Тобой моя эмоциональная родословная кончается, хотя кровь моя течет и в других. На фотографиях, которые присылает мне Хуан Мартин, его семья снята в кристально чистых пейзажах из снега и льда, в их улыбках слишком много зубов и подозрительный избыток оптимизма. Это не твой случай, дорогой. Твои зубы оставляют желать лучшего, и ты ведешь тяжелую жизнь. Вот почему я тобой восхищаюсь и так сильно тебя люблю. Ты мой друг и наперсник, мой духовный спутник, самая большая любовь всей моей долгой жизни. Я хотела, чтобы у тебя были дети и чтобы они выросли похожими на тебя, но в этом мире не всегда получаешь то, чего хочешь.
Есть время жить и время умирать. А в промежутке есть время вспоминать. Чем я и занимаюсь в тишине этих дней: мне удалось вспомнить подробности, которых недоставало этому завещанию, касающемуся в первую очередь чувств, а не материальных вопросов. Вот уже несколько лет я не могу писать от руки, мой почерк стал неразборчив, утратил былую элегантность, которой меня в детстве научила мисс Тейлор, зато артрит не мешает мне пользоваться компьютером, самым полезным членом моего измученного тела. Ты смеешься надо мной, Камило, ты говоришь, что я единственная умирающая столетняя бабка, которая больше занята монитором, чем молитвой.
Я родилась в 1920 году во время пандемии испанки, а умру в 2020 году во время пандемии коронавируса. Какое элегантное имя досталось такому вредному микробу! Я прожила целый век, и у меня хорошая память, в моем распоряжении семьдесят с лишним дневников и тысячи писем, запечатлевших мой путь в этом мире. Я была свидетельницей многих событий и накопила огромный опыт, но, будучи рассеянной и вечно чем-то озабоченной, стяжала не слишком много мудрости. Если существует реинкарнация, мне придется вернуться в наш мир, чтобы выполнить то, чего я не успела. Этот вариант меня пугает.
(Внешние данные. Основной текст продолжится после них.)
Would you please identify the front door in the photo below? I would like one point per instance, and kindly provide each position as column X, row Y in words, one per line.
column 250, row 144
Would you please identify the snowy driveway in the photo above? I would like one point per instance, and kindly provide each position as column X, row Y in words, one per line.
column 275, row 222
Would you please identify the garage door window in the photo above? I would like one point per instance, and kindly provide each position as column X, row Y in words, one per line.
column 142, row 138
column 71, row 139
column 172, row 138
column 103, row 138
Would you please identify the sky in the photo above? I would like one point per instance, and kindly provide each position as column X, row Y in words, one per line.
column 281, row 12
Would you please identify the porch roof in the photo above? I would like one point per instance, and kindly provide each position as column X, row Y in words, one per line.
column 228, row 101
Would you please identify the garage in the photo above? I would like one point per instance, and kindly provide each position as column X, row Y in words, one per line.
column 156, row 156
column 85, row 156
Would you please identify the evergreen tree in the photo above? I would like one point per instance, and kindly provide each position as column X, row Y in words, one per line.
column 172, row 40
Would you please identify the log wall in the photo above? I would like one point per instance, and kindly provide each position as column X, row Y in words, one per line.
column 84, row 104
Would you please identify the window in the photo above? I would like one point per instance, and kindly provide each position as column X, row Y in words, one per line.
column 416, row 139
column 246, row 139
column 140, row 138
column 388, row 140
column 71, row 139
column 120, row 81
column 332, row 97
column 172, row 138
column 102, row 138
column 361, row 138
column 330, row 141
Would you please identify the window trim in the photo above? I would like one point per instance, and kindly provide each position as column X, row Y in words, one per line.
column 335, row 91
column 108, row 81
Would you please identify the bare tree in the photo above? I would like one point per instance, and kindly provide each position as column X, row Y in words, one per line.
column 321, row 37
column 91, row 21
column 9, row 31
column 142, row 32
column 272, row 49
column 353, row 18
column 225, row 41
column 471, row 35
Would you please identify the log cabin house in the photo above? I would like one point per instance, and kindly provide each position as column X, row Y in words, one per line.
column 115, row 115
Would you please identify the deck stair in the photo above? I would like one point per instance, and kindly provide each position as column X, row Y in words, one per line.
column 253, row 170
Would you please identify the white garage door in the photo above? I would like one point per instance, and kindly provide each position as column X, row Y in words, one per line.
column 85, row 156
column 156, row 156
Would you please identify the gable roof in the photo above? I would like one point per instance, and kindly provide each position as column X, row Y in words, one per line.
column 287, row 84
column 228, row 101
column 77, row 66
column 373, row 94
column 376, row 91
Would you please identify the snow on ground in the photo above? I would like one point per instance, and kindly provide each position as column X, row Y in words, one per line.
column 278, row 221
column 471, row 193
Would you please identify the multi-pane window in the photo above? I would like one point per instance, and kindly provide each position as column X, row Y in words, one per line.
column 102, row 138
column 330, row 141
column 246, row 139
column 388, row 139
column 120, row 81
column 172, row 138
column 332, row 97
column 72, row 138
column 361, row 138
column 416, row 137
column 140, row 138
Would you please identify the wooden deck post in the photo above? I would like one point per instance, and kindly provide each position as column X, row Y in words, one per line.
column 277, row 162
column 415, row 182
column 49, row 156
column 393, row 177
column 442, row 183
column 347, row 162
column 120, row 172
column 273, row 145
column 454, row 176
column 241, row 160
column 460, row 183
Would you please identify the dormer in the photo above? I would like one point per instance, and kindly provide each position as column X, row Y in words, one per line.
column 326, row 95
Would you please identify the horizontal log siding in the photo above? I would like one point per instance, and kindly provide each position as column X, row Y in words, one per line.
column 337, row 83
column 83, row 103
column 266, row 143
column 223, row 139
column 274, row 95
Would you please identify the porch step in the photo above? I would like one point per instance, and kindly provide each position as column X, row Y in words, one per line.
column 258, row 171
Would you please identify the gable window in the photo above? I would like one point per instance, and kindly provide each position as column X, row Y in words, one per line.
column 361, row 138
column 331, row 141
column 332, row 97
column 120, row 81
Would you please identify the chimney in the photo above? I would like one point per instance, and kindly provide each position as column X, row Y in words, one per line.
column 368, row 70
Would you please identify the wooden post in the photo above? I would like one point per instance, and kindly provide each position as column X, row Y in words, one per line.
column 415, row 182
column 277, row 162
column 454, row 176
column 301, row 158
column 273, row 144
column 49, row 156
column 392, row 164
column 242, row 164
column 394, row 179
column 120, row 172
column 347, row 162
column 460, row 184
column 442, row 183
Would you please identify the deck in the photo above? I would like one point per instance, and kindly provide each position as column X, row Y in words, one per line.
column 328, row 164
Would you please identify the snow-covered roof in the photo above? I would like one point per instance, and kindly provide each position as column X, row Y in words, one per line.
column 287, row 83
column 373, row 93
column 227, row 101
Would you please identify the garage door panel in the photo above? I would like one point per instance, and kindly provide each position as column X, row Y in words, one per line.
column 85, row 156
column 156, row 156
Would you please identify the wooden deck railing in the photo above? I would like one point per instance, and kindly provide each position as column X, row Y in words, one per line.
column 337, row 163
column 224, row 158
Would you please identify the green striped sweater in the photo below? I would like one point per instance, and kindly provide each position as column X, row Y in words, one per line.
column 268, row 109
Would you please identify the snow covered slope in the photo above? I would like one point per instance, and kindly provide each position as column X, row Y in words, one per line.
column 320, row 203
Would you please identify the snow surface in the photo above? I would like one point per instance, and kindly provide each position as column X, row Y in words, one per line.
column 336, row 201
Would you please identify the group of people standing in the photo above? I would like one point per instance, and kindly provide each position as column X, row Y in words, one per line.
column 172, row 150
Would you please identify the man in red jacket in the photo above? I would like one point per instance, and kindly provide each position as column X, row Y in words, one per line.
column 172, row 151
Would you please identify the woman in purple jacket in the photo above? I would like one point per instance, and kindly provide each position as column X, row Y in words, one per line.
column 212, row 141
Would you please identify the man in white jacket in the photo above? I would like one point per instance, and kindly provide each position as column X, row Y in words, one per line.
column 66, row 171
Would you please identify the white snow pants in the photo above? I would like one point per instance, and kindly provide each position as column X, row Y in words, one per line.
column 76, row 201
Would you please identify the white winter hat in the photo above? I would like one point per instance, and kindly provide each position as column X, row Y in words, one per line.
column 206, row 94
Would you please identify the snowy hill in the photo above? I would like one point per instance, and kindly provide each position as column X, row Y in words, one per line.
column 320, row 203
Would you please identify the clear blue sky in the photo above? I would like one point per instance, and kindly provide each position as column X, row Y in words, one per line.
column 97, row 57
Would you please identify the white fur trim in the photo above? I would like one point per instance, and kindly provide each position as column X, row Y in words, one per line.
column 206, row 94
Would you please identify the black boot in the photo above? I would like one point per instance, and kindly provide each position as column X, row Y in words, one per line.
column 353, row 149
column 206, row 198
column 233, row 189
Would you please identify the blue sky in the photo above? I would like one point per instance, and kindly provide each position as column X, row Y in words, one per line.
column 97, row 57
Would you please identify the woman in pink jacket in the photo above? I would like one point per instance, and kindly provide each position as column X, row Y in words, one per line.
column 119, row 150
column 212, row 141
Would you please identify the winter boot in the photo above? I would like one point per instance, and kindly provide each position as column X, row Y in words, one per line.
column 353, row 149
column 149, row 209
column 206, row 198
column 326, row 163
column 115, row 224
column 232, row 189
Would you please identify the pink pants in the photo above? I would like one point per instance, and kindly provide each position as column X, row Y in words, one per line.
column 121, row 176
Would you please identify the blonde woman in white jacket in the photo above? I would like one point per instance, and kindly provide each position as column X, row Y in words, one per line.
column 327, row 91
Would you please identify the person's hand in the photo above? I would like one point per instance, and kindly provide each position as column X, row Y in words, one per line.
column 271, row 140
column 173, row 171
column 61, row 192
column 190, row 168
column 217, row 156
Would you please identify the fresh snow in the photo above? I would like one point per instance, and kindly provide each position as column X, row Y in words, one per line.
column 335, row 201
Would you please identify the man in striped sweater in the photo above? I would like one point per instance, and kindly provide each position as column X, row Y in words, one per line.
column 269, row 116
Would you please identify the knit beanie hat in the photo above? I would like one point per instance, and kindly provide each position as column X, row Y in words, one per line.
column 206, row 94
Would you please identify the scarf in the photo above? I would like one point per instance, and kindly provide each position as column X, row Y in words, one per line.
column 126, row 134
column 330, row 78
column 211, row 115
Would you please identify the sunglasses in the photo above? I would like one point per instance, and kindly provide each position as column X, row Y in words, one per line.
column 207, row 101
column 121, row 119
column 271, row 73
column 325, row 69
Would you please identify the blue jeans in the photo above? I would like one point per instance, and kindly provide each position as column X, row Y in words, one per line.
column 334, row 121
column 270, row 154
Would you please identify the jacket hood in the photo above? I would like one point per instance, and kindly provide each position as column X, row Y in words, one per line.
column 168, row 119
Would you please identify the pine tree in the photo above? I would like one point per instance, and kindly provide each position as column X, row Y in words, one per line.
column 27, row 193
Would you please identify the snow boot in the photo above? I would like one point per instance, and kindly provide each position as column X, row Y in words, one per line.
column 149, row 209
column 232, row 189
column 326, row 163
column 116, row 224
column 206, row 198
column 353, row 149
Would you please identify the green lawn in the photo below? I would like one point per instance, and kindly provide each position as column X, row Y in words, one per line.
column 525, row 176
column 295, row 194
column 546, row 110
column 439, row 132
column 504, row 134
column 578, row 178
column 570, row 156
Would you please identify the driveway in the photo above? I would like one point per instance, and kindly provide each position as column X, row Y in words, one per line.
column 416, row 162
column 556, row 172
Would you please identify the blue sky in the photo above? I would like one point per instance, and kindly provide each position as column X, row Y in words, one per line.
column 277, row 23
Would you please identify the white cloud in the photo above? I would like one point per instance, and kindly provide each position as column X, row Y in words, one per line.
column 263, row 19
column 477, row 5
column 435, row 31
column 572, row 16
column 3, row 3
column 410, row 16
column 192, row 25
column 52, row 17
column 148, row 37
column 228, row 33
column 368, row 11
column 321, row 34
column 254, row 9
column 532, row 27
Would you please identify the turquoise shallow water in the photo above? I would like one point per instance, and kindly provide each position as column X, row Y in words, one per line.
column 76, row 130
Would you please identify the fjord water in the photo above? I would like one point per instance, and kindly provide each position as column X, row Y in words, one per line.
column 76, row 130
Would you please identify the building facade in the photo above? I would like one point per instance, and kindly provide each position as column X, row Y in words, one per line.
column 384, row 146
Мир замер, человечество удалилось на карантин. Удивительная симметрия — родиться во время одной эпидемии и умереть во время другой. Я видела по телевизору, что улицы городов опустели, эхо гуляет среди небоскребов Нью-Йорка, бабочки порхают среди памятников Парижа. Я не могу принимать посетителей, но это позволяет мне попрощаться спокойно и без суеты. Всякая деятельность прекратилась, и воцарилась печаль, но здесь, в Санта-Кларе, мало что изменилось: животные и растения не ведают о вирусе, воздух чист, а тишина настолько глубока, что со своей кровати я слышу сверчков в далекой лагуне.
Вы с Этельвиной — единственные люди, которые могут находиться со мной рядом, все прочие — призраки. Я бы хотела попрощаться с Хуаном Мартином, сказать ему, что я очень его люблю, скучаю по нему и сожалею, что толком не знала его детей, но приехать он не может, сейчас такие поездки опасны. К счастью, ты со мной, Камило. Спасибо, что приехал и остался. Тебе не придется долго ждать, обещаю. Меня беспокоит то, что ты помогаешь людям именно там, где болезнь приводит к такому страшному количеству смертей. Береги себя. Ты стольким нужен.